Confusing Case for Cannabis
Overall, the confusion surrounding this legal matter is expected, given the fact that Missouri boasted one of the most bizarre ballots in midterm election history. Initially, voters approved Amendment 2 (with three out of four votes stemming from Jackson County alone), which allows medical cannabis cultivation and initiates a 4% tax on the plant.
In a recent interview, Baker stated that widespread support for Amendment 2 contributed to her desire to end the prosecution of marijuana-related offenses. Likewise, jurors, in general, had shown more reluctance towards convicting people for possessing, growing, or using pot. Regardless, though, Baker has emphasized how cases involving large quantities of money and bags and subsequently large transactions of money will still continue to be prosecuted.
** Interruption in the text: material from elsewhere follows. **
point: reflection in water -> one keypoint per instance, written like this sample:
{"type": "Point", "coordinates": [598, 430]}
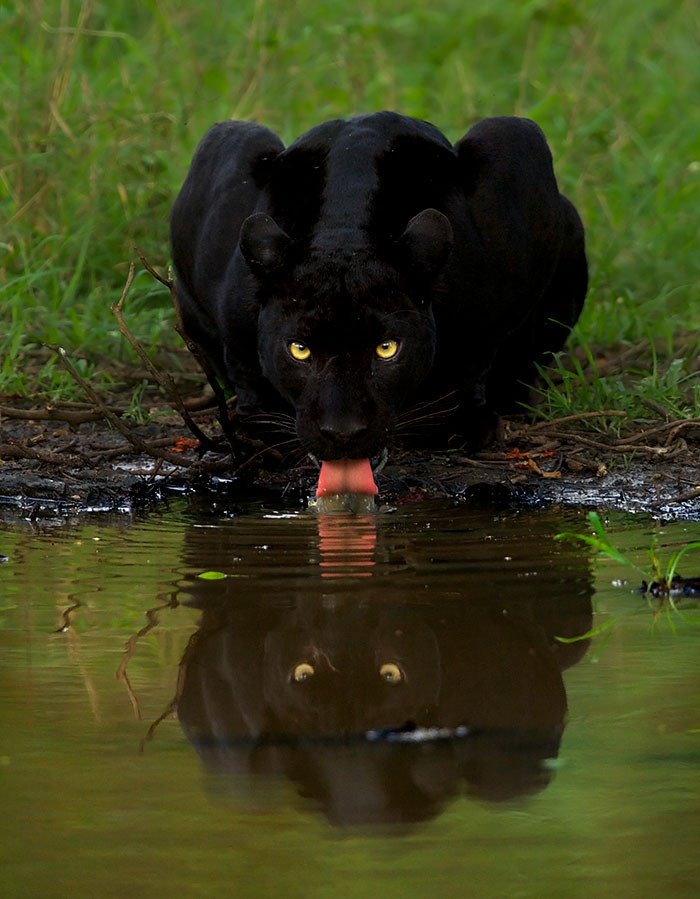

Support from Law Enforcement
Recently, Darryl Forté (Jackson County Sheriff) has supported Baker’s progressive approach. Furthermore, he explained how his department would initiate similar moves, based on the principles established by the prosecutor’s office. As events progress, Sheriff Forté will continue to edit his guidelines based on the changes initiated by Baker. For now, the office will watch and wait.